When Bradshaw was a boy, he got caught stealing, and he said he was moving in the same direction that Ronnie was heading when he was that age.
But there was one critical difference:
“Ronnie and I decided the difference was that I developed some good friends …who never gave up on me and had a real positive influence. Even when I was out doing things I shouldn’t do, they would come by and get me to come to church with them the next morning. And my grandparents were very good to me.”
Ronnie told Bradshaw, “I never had any of that…”
Ronnie’s father physically abused him, and he never felt wanted.
During their conversations, Ronnie expressed regret and remorse for the things he had done. The bishop read him scriptures about the atonement, repentance and forgiveness.
“Man, that’s powerful stuff,” Ronnie said, and he asked the bishop to read it again.
Later he told Bradshaw he spent many hours trying to recall all his sins and repenting to God silently and vocally.
As his execution drew closer, Ronnie worried about the men selected as members of the firing squad, and said he hoped they would not suffer any emotional problems because of their assignments.
In their last visit together, Ronnie asked Bradshaw to reach his hands through the prison bars and lay them on his head to bless him. Bradshaw blessed him with peace and comfort, and when he removed his hands, Ronnie grabbed them and said, “Thank you Dan. Thank you for the patience and love you have shown me over all these years.”
This story keeps rolling through my head because the only difference between Ronnie and this Mormon bishop was that someone reached out to the bishop when he was a child. Someone cared about him.
He had good friends.
I have a friend who worked in the prison with the death row inmates. He often played checkers or chess with them. He said it was hard to detect the difference between them and him because they seemed so normal during those times of moving game pieces around.
The atrocious crimes Ronnie committed are not easily swept away, and the pain he caused so many people endures, but what might have happened to this man if one person had been kind to him? Maybe he would have turned out the same. Maybe it wouldn’t have changed him. But what if it had?
If just one human being had reached out to him with respect, genuine acceptance, and compassion, would his life have turned out differently?
Could he have been the Mormon bishop helping prisoners on death row instead of the inmate waiting to face a firing squad?
Yesterday, I saw a woman unloading her cart at Target. She had a large rattan storage chest she needed to get out of the cart and into her trunk. I stopped and said, “Do you need help?”
She glared at me and snapped, “What did you say?”

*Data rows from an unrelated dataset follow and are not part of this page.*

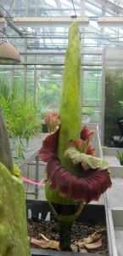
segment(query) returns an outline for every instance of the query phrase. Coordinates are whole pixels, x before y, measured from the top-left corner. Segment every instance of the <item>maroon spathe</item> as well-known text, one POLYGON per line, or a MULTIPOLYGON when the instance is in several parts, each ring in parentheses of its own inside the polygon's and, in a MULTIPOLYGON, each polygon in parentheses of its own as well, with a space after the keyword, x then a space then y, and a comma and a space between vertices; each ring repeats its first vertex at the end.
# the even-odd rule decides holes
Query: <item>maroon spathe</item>
MULTIPOLYGON (((92 138, 92 136, 93 131, 89 133, 88 128, 83 127, 81 132, 83 141, 92 138)), ((50 189, 59 189, 62 197, 70 196, 74 201, 84 201, 89 203, 91 201, 98 201, 101 195, 112 185, 108 169, 100 172, 96 169, 84 171, 80 164, 81 177, 71 175, 57 157, 58 138, 59 130, 46 137, 39 150, 41 160, 48 162, 47 175, 50 189)), ((87 154, 92 154, 93 148, 92 145, 89 147, 87 154)))

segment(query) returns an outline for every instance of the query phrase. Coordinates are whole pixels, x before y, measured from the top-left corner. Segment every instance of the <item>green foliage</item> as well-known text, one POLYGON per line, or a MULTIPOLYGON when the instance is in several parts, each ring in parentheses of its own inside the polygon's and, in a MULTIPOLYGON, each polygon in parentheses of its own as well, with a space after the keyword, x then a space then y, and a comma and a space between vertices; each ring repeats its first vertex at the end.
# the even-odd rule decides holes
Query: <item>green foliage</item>
POLYGON ((118 119, 123 111, 120 102, 123 100, 123 70, 109 68, 105 73, 104 145, 113 136, 120 136, 118 119))
POLYGON ((0 105, 3 108, 8 130, 16 137, 35 135, 40 131, 40 114, 37 106, 30 96, 24 99, 22 90, 16 86, 6 96, 0 94, 0 105))

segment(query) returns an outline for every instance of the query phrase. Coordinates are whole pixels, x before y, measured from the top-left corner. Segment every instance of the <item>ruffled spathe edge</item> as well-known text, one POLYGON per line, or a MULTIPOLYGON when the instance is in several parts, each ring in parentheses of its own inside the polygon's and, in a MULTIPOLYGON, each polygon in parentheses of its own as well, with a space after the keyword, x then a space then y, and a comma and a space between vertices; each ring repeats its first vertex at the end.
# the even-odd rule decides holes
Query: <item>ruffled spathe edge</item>
MULTIPOLYGON (((82 133, 81 133, 81 136, 82 133)), ((87 150, 84 157, 87 156, 88 159, 92 155, 87 155, 87 153, 94 154, 95 149, 90 143, 93 132, 87 132, 87 137, 84 140, 73 141, 70 143, 75 148, 75 153, 80 154, 84 146, 84 150, 87 150), (86 141, 87 138, 87 141, 86 141), (87 143, 87 145, 86 145, 87 143), (87 148, 88 145, 88 148, 87 148), (85 149, 86 148, 86 149, 85 149)), ((70 196, 73 201, 84 201, 89 203, 91 201, 98 201, 101 195, 103 194, 108 188, 111 187, 111 180, 109 173, 109 165, 105 165, 105 169, 101 168, 100 160, 92 168, 92 166, 87 166, 86 172, 81 165, 80 177, 71 175, 61 165, 59 159, 57 157, 57 148, 59 139, 59 129, 54 133, 48 134, 42 142, 42 147, 39 150, 39 156, 42 160, 48 162, 47 165, 47 179, 49 182, 50 189, 54 190, 59 189, 59 194, 63 198, 70 196), (98 166, 99 163, 99 166, 98 166), (101 171, 101 172, 98 172, 101 171)), ((69 150, 69 149, 67 149, 69 150)), ((66 154, 66 152, 65 152, 66 154)), ((68 155, 67 155, 68 157, 68 155)), ((74 161, 73 161, 74 162, 74 161)), ((74 164, 79 163, 75 162, 74 164)), ((92 161, 91 161, 92 163, 92 161)), ((81 165, 81 164, 80 164, 81 165)), ((87 161, 86 161, 87 165, 87 161)), ((90 165, 90 162, 89 162, 90 165)), ((91 164, 92 165, 92 164, 91 164)), ((94 164, 95 165, 95 164, 94 164)))
POLYGON ((76 177, 66 172, 56 156, 53 156, 47 166, 50 189, 59 189, 62 197, 70 196, 73 201, 98 201, 101 195, 111 187, 108 170, 98 172, 88 170, 85 176, 76 177))

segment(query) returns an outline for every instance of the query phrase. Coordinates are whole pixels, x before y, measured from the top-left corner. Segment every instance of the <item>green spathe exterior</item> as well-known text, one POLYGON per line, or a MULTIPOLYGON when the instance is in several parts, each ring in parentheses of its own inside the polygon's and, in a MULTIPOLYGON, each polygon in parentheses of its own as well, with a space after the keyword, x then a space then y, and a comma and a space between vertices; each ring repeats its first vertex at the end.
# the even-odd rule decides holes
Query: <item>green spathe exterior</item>
MULTIPOLYGON (((79 27, 76 21, 72 22, 69 30, 59 113, 61 125, 57 154, 67 172, 78 176, 80 173, 78 166, 75 166, 70 159, 64 157, 69 141, 80 139, 81 131, 81 53, 79 27)), ((64 205, 75 204, 70 197, 61 197, 59 189, 51 191, 48 181, 46 182, 45 190, 46 198, 49 202, 64 205)), ((83 207, 83 202, 81 204, 81 207, 83 207)), ((65 218, 70 221, 70 218, 72 220, 76 218, 78 215, 79 213, 71 218, 59 216, 59 218, 65 218)))
POLYGON ((70 139, 80 139, 81 130, 81 54, 78 23, 74 21, 69 31, 64 61, 63 93, 60 103, 61 126, 58 157, 66 170, 76 175, 76 168, 64 158, 70 139))

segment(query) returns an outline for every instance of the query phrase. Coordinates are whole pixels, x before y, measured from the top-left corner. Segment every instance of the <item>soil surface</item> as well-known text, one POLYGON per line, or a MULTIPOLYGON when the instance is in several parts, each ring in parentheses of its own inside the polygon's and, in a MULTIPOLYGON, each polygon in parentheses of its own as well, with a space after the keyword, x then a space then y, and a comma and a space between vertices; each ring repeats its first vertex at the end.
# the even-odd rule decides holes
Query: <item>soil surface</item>
MULTIPOLYGON (((59 223, 51 220, 46 221, 43 219, 37 220, 36 218, 28 219, 28 236, 30 237, 36 238, 37 240, 41 239, 39 234, 43 234, 47 238, 50 240, 58 241, 59 239, 59 223)), ((92 225, 92 224, 84 224, 81 222, 75 221, 72 227, 72 234, 71 234, 71 243, 75 243, 75 241, 81 241, 83 238, 87 237, 89 235, 94 233, 99 229, 105 229, 105 231, 103 232, 102 235, 102 246, 98 248, 95 249, 87 249, 88 253, 108 253, 108 241, 107 241, 107 231, 106 225, 103 224, 97 224, 92 225)), ((94 242, 94 241, 93 241, 94 242)), ((36 247, 33 244, 31 244, 31 247, 36 247)), ((36 247, 37 248, 37 247, 36 247)), ((39 248, 39 247, 38 247, 39 248)))

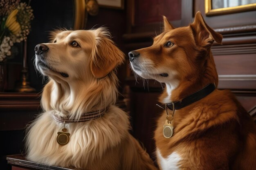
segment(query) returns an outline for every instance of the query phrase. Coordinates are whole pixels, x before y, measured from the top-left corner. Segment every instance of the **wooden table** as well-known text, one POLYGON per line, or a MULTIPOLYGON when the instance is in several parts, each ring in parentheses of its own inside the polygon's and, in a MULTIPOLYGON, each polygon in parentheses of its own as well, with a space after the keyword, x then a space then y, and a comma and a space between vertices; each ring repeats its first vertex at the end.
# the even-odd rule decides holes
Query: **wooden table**
POLYGON ((27 161, 25 157, 21 155, 9 155, 6 157, 8 163, 11 166, 12 170, 85 170, 84 169, 76 168, 74 167, 59 167, 49 166, 27 161))

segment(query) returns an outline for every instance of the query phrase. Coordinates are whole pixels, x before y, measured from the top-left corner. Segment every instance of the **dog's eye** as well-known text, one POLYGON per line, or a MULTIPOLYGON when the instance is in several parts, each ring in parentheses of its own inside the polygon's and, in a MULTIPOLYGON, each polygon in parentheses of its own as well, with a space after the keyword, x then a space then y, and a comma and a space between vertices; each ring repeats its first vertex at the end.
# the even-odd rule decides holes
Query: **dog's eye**
POLYGON ((77 42, 76 42, 74 41, 72 41, 72 42, 71 42, 71 45, 73 46, 78 46, 78 44, 77 43, 77 42))
POLYGON ((171 46, 172 46, 173 45, 174 45, 173 43, 171 42, 171 41, 168 41, 165 44, 165 46, 166 46, 166 47, 171 47, 171 46))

I think she thought I said something rude.
“Can I help you?” I said again. “It looks like you might have a hard time getting that furniture into your car.”
Her face softened when she realized I was offering help.
“I’ve got it,” she said. “It’s not as heavy and awkward as it looks, but thanks anyway.”
I walked away wondering if I saw someone like a Ronnie Gardner in the parking lot trying to unload a cart, if I would have been as kind to him. Based on his hardened look, I probably wouldn’t have even considered it.
After making a very regrettable mistake, a friend once said to me, “People probably think I’m a waste of flesh.”
“A waste of flesh? I don’t want you to ever say that again! Of course people don’t think that of you.”
The truth is maybe there are people who looked at my friend during those desperate times and judged him that harshly, adding to his own feelings of worthlessness.
We never know the burdens people are carrying. We never know the silent struggles of their souls. This Ronnie Lee Gardner story reminded me of that truth, and of the power of kindness.
It reminds me to try to love the tender human being behind the rough exterior or the bad behavior, the one yearning for a little morsel of warmth and compassion in life.
Who knows the power of just being kind to someone?